I'm new to R Studio and biting off more than I can chew :)
I'm trying to use R Studio to import HTML tables from multiple web pages. There are thousands of tables, each with a unique URL, but the URLs all follow the same logic, only varying by location search string, year, and month. Below are a few examples:
https://sunrise-sunset.org/search?location=mar del plata&year=2021&month=10#calendar
https://sunrise-sunset.org/search?location=bendigo victoria&year=1969&month=7#calendar
https://sunrise-sunset.org/search?location=parkville missouri usa&year=2025&month=2#calendar
I've tried using paste0()
and c()
to write a series [of URLs] that I can then use to import the data to R Studio:
URLs <- paste0("https://sunrise-sunset.org/search?location=parkville missouri usa&year=",c(1969:2031),"&month=",c(1:12),"#calendar")
However, by using two separate instances of c()
for Year and Month, the sequences generated are independent of one another and I end up with 60 different URLs instead of 750. Is there a way to generate a series of Months, 1:12
, for each year in a series of Years, 1969:2031
, using paste0()
? Is this even the best approach for what I'm trying to accomplish? And if so, is there also a way to generate this series of Years and Months for multiple locations as well?
CodePudding user response:
One option using expand.grid
to create a dataframe and apply
to collapse all rows into a single string.

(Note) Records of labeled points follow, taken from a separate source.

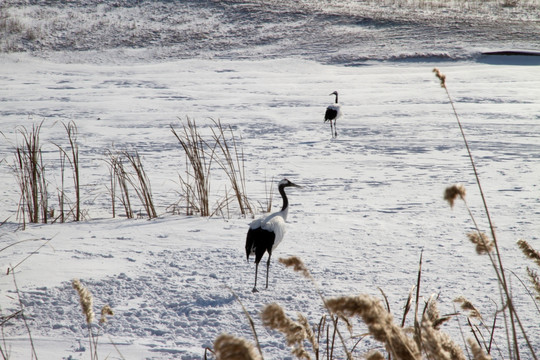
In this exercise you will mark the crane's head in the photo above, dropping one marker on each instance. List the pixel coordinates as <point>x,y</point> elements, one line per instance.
<point>287,183</point>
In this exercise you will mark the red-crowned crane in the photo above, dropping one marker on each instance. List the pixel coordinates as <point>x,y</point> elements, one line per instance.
<point>333,112</point>
<point>265,234</point>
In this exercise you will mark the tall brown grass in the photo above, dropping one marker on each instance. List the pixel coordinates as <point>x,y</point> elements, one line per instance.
<point>425,339</point>
<point>30,174</point>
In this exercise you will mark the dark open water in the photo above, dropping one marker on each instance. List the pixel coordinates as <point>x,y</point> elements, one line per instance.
<point>338,31</point>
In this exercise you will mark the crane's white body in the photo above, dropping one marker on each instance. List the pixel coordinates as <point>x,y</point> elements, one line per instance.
<point>333,112</point>
<point>274,223</point>
<point>266,233</point>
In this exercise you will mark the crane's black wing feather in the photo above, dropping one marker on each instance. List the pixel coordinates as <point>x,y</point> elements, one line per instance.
<point>330,114</point>
<point>258,241</point>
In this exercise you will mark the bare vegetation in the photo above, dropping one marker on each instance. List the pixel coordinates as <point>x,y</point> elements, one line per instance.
<point>30,173</point>
<point>425,339</point>
<point>221,148</point>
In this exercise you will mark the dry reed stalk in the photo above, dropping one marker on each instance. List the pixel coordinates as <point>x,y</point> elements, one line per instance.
<point>274,317</point>
<point>496,261</point>
<point>105,311</point>
<point>375,355</point>
<point>298,265</point>
<point>233,165</point>
<point>251,322</point>
<point>30,174</point>
<point>119,176</point>
<point>141,184</point>
<point>435,343</point>
<point>529,252</point>
<point>478,353</point>
<point>482,242</point>
<point>200,156</point>
<point>228,347</point>
<point>535,280</point>
<point>380,324</point>
<point>86,300</point>
<point>453,192</point>
<point>468,306</point>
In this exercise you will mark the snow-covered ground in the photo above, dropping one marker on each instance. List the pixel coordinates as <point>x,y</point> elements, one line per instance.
<point>371,200</point>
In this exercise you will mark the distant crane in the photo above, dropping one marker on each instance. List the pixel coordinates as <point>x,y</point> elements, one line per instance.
<point>265,234</point>
<point>333,112</point>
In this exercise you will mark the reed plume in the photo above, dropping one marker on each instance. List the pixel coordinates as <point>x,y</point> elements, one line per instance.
<point>483,244</point>
<point>529,252</point>
<point>274,317</point>
<point>453,192</point>
<point>380,324</point>
<point>228,347</point>
<point>535,280</point>
<point>297,265</point>
<point>468,306</point>
<point>437,344</point>
<point>478,353</point>
<point>86,300</point>
<point>105,311</point>
<point>441,77</point>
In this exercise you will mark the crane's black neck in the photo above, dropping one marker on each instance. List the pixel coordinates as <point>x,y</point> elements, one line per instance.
<point>284,197</point>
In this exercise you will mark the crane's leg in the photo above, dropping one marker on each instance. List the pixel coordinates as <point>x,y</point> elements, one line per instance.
<point>255,286</point>
<point>268,268</point>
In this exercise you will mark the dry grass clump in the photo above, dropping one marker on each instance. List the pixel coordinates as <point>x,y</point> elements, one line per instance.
<point>273,316</point>
<point>228,347</point>
<point>380,323</point>
<point>483,244</point>
<point>87,304</point>
<point>435,343</point>
<point>453,192</point>
<point>86,300</point>
<point>529,252</point>
<point>477,352</point>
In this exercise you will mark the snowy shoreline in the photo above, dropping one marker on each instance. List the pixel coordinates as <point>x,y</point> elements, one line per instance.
<point>371,203</point>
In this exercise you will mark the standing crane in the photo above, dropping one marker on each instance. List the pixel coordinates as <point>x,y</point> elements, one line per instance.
<point>265,234</point>
<point>333,112</point>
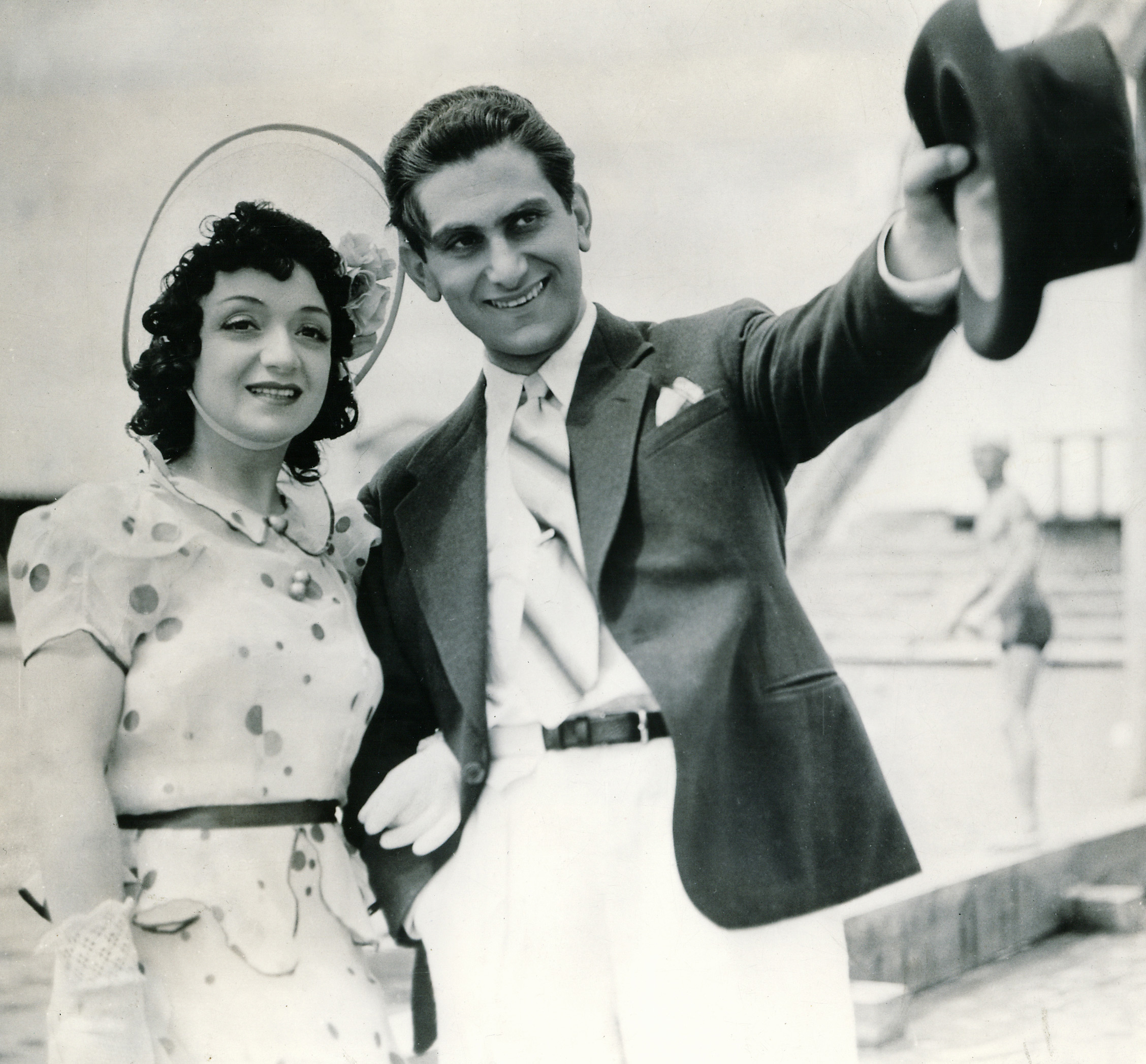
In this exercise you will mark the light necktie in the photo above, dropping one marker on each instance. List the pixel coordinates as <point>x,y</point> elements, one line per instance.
<point>562,641</point>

base_url <- 'https://sunrise-sunset.org/search?location=parkville missouri usa&'
year_url <- paste0("year=",c(1969:2031))
mon_url <- paste0("&month=",c(1:12),"#calendar")
out_url <- apply(expand.grid(base_url, year_url, mon_url), 1, paste, collapse = '')
length(out_url)
#> [1] 756
head(out_url)
#> [1] "https://sunrise-sunset.org/search?location=parkville missouri usa&year=1969&month=1#calendar"
#> [2] "https://sunrise-sunset.org/search?location=parkville missouri usa&year=1970&month=1#calendar"
#> [3] "https://sunrise-sunset.org/search?location=parkville missouri usa&year=1971&month=1#calendar"
#> [4] "https://sunrise-sunset.org/search?location=parkville missouri usa&year=1972&month=1#calendar"
#> [5] "https://sunrise-sunset.org/search?location=parkville missouri usa&year=1973&month=1#calendar"
#> [6] "https://sunrise-sunset.org/search?location=parkville missouri usa&year=1974&month=1#calendar"
Created on 2021-10-07 by the reprex package (v2.0.0)
Or a different option using rep
to repeat the shorter vectors (base_url
and mon_url
) the same number of times in the longest vector (year_url
)
paste0(rep(base_url, each = length(year_url)),
year_url,
rep(mon_url, each = length(year_url)))